Besten Dank und sonnige Pfingsttage,
Harzteufel


----------



## Flex (10. Mai 2008)

http://www.all-inkl.com

Seit mehreren Jahren Kunde, immer zufrieden gewesen.


----------



## sluggish (10. Mai 2008)

Ich hoste meine Pages eingentlich nur auf Freehost seiten, weil ich meine, dass die gut genug sind. Bei meinem neusten Projekt, teile ich mir mit zwei weiteren Leuten einen Root Server. Ist eigentlich keine schlechte, Idee, weil man so maßig viel Platz hat, und den benötigen wir auch. Dort auf dem Server wird bald auch wieder Freehost angeboten.


----------



## real-insanity (10. Mai 2008)

Felix Jacobi hat gesagt.:


> http://www.all-inkl.com
> 
> Seit mehreren Jahren Kunde, immer zufrieden gewesen.

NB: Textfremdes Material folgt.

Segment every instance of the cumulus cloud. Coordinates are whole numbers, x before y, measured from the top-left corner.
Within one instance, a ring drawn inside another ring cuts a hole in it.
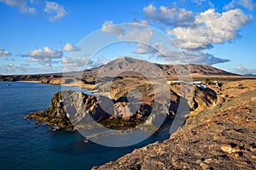
[[[29,52],[27,56],[32,58],[61,58],[62,51],[45,47],[43,50],[41,48],[38,48]]]
[[[113,21],[107,20],[102,24],[102,31],[108,33],[123,34],[125,31],[122,28],[115,26]]]
[[[146,16],[154,22],[172,26],[188,26],[194,21],[192,11],[177,8],[174,4],[170,7],[160,6],[157,8],[153,4],[143,8]]]
[[[210,8],[195,16],[194,27],[167,30],[177,42],[186,49],[212,48],[212,43],[224,43],[237,38],[238,31],[252,20],[251,16],[236,8],[219,14]]]
[[[147,29],[135,29],[134,31],[128,31],[124,35],[119,35],[119,40],[125,41],[137,41],[143,43],[148,44],[154,33],[150,28]]]
[[[229,10],[240,7],[244,7],[250,10],[253,10],[254,8],[253,0],[232,0],[229,4],[225,5],[224,8]]]
[[[64,45],[64,47],[62,48],[62,50],[71,52],[71,51],[79,51],[81,49],[79,47],[75,47],[72,45],[71,43],[66,43],[66,45]]]
[[[63,56],[61,58],[61,63],[66,66],[76,66],[76,67],[84,67],[88,65],[90,60],[88,57],[78,57],[73,59],[71,57]]]
[[[247,69],[242,65],[235,68],[234,71],[239,74],[256,74],[256,69]]]
[[[197,5],[203,5],[204,3],[208,4],[211,8],[214,7],[214,4],[210,0],[191,0],[191,3],[196,3]]]
[[[156,42],[152,47],[138,44],[134,54],[148,54],[151,57],[156,57],[158,60],[166,60],[172,64],[198,64],[212,65],[218,63],[224,63],[230,60],[214,57],[212,54],[201,50],[187,50],[172,51],[163,42]]]
[[[35,8],[27,7],[26,0],[0,0],[0,3],[4,3],[12,7],[17,7],[21,13],[36,13]]]
[[[132,23],[151,26],[151,23],[148,20],[138,20],[137,19],[133,19]]]
[[[9,57],[10,55],[12,55],[10,52],[0,48],[0,57]]]
[[[49,20],[52,22],[57,20],[61,20],[67,14],[67,12],[62,6],[61,6],[57,3],[49,1],[45,2],[45,7],[44,11],[48,14],[50,14],[50,16],[49,16]]]

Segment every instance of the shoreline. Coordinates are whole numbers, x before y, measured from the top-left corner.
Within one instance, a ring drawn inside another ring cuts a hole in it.
[[[42,83],[42,81],[36,81],[36,80],[20,80],[20,81],[15,81],[19,82],[32,82],[32,83]]]

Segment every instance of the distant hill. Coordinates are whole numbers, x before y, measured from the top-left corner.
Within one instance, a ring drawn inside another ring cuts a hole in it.
[[[253,74],[245,74],[244,76],[256,76],[256,75],[253,75]]]
[[[230,73],[212,66],[204,65],[160,65],[156,63],[150,63],[146,60],[137,60],[130,57],[123,57],[102,65],[96,71],[105,72],[108,76],[121,72],[124,71],[134,71],[145,72],[148,75],[157,76],[157,71],[164,72],[165,76],[177,76],[192,74],[198,76],[240,76],[237,74]],[[130,74],[131,76],[131,71]]]
[[[202,79],[209,76],[213,77],[232,77],[236,79],[245,79],[244,76],[230,73],[212,66],[204,65],[160,65],[150,63],[146,60],[137,60],[130,57],[123,57],[97,68],[81,71],[66,73],[66,76],[82,80],[84,83],[93,83],[95,77],[100,76],[162,76],[174,77],[177,76],[190,75],[193,78]],[[38,74],[38,75],[4,75],[0,76],[1,81],[38,81],[44,83],[60,84],[61,83],[61,73]],[[67,82],[72,80],[67,80]],[[64,82],[64,83],[67,83]]]

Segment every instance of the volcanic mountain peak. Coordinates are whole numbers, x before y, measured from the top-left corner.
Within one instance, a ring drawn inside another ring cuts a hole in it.
[[[124,71],[125,69],[137,71],[138,70],[144,69],[147,73],[155,72],[161,70],[161,71],[163,71],[166,76],[183,75],[189,73],[196,75],[239,76],[209,65],[195,64],[160,65],[127,56],[110,61],[102,67],[104,68],[104,72],[122,70]]]

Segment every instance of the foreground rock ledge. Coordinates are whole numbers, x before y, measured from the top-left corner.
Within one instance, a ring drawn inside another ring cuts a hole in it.
[[[224,103],[189,117],[169,139],[92,169],[255,169],[253,83],[244,86],[248,92],[230,85],[225,90],[236,88],[229,92],[231,98],[225,96]]]

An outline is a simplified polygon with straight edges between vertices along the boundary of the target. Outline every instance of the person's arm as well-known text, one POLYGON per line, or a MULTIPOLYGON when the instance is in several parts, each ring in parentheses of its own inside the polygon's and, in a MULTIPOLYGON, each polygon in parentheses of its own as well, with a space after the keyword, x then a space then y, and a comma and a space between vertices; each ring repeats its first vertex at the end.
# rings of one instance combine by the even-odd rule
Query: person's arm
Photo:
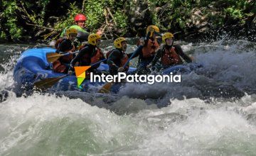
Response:
POLYGON ((135 50, 134 52, 127 54, 128 57, 129 58, 129 57, 132 55, 132 54, 134 53, 134 52, 135 52, 135 55, 132 57, 132 59, 135 58, 136 57, 139 56, 139 54, 142 52, 142 48, 143 48, 143 46, 142 46, 142 45, 139 45, 139 46, 135 50))
POLYGON ((86 53, 87 51, 87 48, 82 48, 81 50, 79 51, 78 55, 76 55, 70 62, 71 68, 74 67, 75 63, 78 62, 82 58, 82 57, 86 53))
POLYGON ((85 30, 78 30, 77 38, 81 42, 87 41, 89 35, 90 34, 85 30))
POLYGON ((63 52, 68 52, 73 49, 73 45, 71 44, 71 42, 68 40, 63 40, 60 43, 59 48, 58 50, 58 53, 63 52))
POLYGON ((107 59, 106 57, 104 55, 104 54, 102 52, 102 57, 100 59, 100 60, 105 60, 105 61, 103 61, 104 64, 107 64, 107 59))
POLYGON ((115 67, 117 69, 118 67, 114 64, 114 61, 120 59, 119 53, 118 50, 114 50, 107 58, 107 64, 110 67, 115 67))
POLYGON ((158 61, 158 60, 163 55, 163 49, 162 48, 159 48, 156 50, 156 54, 154 56, 151 63, 151 66, 154 66, 156 63, 156 62, 158 61))
POLYGON ((175 51, 178 52, 178 54, 182 57, 182 58, 184 59, 184 60, 186 62, 187 62, 188 63, 190 63, 192 62, 192 60, 191 59, 191 57, 189 57, 187 55, 186 55, 183 51, 181 49, 181 47, 178 45, 174 45, 174 47, 175 48, 175 51))

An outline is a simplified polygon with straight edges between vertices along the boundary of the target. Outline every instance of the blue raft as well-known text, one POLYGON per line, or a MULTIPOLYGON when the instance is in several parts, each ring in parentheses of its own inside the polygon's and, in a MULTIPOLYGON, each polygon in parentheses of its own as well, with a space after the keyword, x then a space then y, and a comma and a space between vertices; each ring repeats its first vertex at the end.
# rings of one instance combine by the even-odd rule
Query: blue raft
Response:
MULTIPOLYGON (((33 48, 24 51, 17 61, 14 70, 14 77, 16 87, 21 89, 26 87, 28 89, 33 87, 36 82, 41 81, 46 78, 58 77, 64 74, 53 72, 50 68, 50 64, 47 62, 46 54, 55 52, 55 49, 50 48, 33 48)), ((163 74, 169 74, 170 72, 188 72, 196 67, 194 65, 177 65, 169 67, 162 72, 163 74)), ((108 71, 107 65, 101 64, 97 68, 99 71, 108 71)), ((136 68, 129 67, 129 72, 133 72, 136 68)), ((85 79, 81 84, 82 88, 77 87, 77 78, 75 75, 65 77, 55 84, 52 89, 59 91, 72 91, 79 90, 81 91, 88 91, 92 87, 102 86, 105 82, 90 82, 90 79, 85 79)), ((118 87, 113 87, 112 91, 117 92, 118 87)))

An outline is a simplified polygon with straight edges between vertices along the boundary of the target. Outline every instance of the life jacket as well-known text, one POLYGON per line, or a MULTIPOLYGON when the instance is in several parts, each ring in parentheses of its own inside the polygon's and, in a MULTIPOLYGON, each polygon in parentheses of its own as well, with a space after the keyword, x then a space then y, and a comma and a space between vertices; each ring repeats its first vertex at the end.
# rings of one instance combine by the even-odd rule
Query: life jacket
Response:
POLYGON ((149 40, 146 46, 142 48, 142 55, 144 58, 151 57, 156 54, 156 50, 159 48, 156 39, 149 40))
POLYGON ((181 59, 175 51, 175 48, 172 47, 171 50, 163 48, 163 56, 161 58, 161 62, 163 65, 174 65, 182 63, 181 59))
POLYGON ((110 57, 111 52, 112 52, 114 50, 114 49, 108 51, 108 52, 106 53, 106 58, 107 58, 107 59, 110 57))
POLYGON ((59 39, 58 39, 54 45, 54 47, 55 49, 58 49, 59 46, 60 45, 60 43, 64 40, 63 38, 60 38, 59 39))
POLYGON ((73 54, 66 55, 60 57, 58 60, 53 62, 53 69, 55 72, 63 73, 67 71, 71 60, 73 59, 73 54))

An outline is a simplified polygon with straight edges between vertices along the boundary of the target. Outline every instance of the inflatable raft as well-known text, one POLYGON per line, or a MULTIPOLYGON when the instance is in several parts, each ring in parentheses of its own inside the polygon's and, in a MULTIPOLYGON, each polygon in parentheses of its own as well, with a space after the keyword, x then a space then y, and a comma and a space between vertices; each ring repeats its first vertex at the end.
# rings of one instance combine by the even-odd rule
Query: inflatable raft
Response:
MULTIPOLYGON (((16 87, 20 89, 25 88, 31 89, 33 84, 47 78, 58 77, 65 75, 64 74, 53 72, 50 69, 50 63, 47 62, 46 54, 55 52, 55 49, 50 48, 33 48, 24 51, 14 70, 14 78, 16 87)), ((169 74, 170 72, 191 72, 195 65, 177 65, 168 68, 162 72, 163 74, 169 74)), ((99 71, 108 71, 108 65, 100 64, 97 68, 99 71)), ((129 72, 133 72, 136 68, 129 67, 129 72)), ((75 75, 70 75, 60 79, 55 83, 52 89, 55 90, 68 91, 79 90, 88 91, 92 87, 102 86, 105 82, 90 82, 90 79, 85 79, 81 84, 81 88, 77 87, 77 77, 75 75)), ((118 87, 113 87, 112 91, 117 92, 118 87), (113 90, 114 89, 114 90, 113 90)))

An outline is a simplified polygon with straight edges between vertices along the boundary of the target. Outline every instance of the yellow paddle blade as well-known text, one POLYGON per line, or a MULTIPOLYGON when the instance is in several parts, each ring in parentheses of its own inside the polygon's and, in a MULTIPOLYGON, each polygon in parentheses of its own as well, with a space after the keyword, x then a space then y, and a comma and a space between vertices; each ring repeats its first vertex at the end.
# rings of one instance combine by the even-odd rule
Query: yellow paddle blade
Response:
POLYGON ((35 82, 34 86, 36 88, 44 90, 46 89, 50 88, 55 83, 57 83, 60 79, 62 79, 65 77, 67 77, 67 76, 68 76, 68 74, 63 75, 63 76, 58 77, 52 77, 52 78, 44 79, 41 81, 35 82))
POLYGON ((114 82, 108 82, 98 91, 98 93, 110 93, 114 82))
POLYGON ((46 54, 46 57, 47 57, 47 61, 48 62, 53 62, 56 60, 58 60, 58 58, 60 58, 61 56, 63 56, 63 55, 61 54, 58 54, 58 53, 47 53, 46 54))

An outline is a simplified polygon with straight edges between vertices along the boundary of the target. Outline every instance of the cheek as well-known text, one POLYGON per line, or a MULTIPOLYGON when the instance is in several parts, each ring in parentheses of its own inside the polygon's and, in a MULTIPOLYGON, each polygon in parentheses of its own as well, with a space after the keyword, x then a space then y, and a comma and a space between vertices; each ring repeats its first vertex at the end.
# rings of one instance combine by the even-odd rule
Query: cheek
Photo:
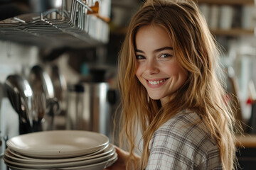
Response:
POLYGON ((188 75, 188 72, 177 64, 166 67, 166 72, 170 76, 182 76, 186 78, 188 75))

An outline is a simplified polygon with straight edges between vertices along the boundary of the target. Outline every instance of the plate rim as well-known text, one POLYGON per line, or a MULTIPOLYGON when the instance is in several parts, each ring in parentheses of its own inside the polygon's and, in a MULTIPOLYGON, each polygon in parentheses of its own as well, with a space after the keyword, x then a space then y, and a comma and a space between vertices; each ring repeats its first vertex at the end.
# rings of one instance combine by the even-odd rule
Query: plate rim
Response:
POLYGON ((8 147, 11 149, 12 150, 21 153, 26 156, 33 156, 33 157, 36 158, 64 158, 64 157, 76 157, 82 154, 91 154, 94 152, 97 152, 98 149, 100 149, 107 145, 110 142, 109 138, 101 133, 91 132, 91 131, 85 131, 85 130, 49 130, 49 131, 41 131, 41 132, 36 132, 32 133, 28 133, 24 135, 18 135, 16 137, 13 137, 11 139, 8 140, 6 142, 6 145, 8 147), (27 149, 24 148, 17 147, 16 147, 16 144, 14 142, 16 139, 21 139, 24 137, 33 137, 33 135, 49 135, 49 134, 54 134, 54 133, 66 133, 68 135, 69 133, 84 133, 85 135, 90 134, 91 135, 100 137, 102 139, 102 142, 100 144, 97 146, 83 148, 83 149, 78 149, 74 150, 69 150, 69 151, 57 151, 57 150, 34 150, 34 149, 27 149))

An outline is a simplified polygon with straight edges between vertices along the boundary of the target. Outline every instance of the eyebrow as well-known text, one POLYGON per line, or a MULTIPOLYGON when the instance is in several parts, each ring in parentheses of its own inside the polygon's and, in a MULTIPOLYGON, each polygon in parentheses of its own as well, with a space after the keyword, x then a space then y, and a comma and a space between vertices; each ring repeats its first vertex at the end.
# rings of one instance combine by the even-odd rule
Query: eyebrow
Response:
MULTIPOLYGON (((154 52, 158 52, 164 51, 164 50, 174 50, 174 48, 171 47, 164 47, 158 48, 158 49, 154 50, 154 52)), ((135 49, 135 52, 144 53, 142 50, 138 50, 138 49, 135 49)))

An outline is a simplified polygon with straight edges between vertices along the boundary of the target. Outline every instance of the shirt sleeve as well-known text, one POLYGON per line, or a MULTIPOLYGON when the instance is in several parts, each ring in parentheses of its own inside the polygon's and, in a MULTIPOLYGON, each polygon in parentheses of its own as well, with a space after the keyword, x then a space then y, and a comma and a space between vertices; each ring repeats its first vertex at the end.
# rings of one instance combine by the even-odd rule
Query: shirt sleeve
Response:
POLYGON ((219 149, 201 125, 180 120, 154 133, 146 170, 222 169, 219 149))
MULTIPOLYGON (((177 135, 167 130, 159 130, 151 141, 146 169, 193 169, 196 166, 192 159, 194 152, 195 148, 185 136, 177 135)), ((202 155, 197 155, 197 157, 203 162, 202 155)))

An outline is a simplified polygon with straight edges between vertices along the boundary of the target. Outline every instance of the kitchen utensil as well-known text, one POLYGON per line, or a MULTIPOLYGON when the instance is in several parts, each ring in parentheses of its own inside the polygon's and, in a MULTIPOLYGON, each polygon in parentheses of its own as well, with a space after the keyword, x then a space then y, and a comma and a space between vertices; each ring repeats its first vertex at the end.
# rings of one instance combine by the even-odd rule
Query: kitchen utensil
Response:
POLYGON ((33 89, 33 94, 44 94, 46 98, 46 113, 50 117, 46 118, 48 123, 46 130, 53 129, 54 115, 60 111, 60 103, 54 97, 54 89, 50 75, 39 65, 32 67, 28 81, 33 89))
POLYGON ((54 89, 54 95, 58 101, 65 100, 64 93, 67 90, 66 80, 60 72, 58 66, 53 65, 51 69, 51 80, 54 89))
POLYGON ((18 74, 9 75, 5 81, 7 96, 20 119, 20 133, 32 131, 33 91, 28 81, 18 74))
POLYGON ((46 113, 46 98, 45 94, 33 94, 33 130, 35 132, 42 131, 44 117, 46 113))

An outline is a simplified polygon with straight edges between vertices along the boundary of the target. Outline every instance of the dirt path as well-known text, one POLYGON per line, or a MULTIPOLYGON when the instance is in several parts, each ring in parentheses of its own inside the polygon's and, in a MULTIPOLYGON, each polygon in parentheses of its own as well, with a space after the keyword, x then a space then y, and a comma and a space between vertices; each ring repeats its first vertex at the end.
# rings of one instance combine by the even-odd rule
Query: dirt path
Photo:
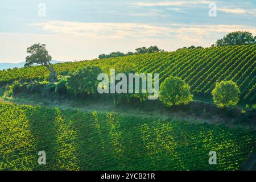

Kann ich nur zustimmen. Bin da auch seit Jahren. 
Sehr angenehm der Hoster und super Support!


----------



## Harzteufel (11. Mai 2008)

Danke erst einmal bis hierher für Eure Meinungen.
Ich habe mir die Pakete auf all-inkl.com mal angeschaut. Das Start-Paket klingt gut, nur leider liefert es keine PHP-Unterstützung. Dafür müsste ich das Privat-Paket nehmen und das find ich, nur damit ich die PHP-Unterstützung habe, etwas zu teuer. Ich werde mir den Hoster aber auf jeden Fall merken...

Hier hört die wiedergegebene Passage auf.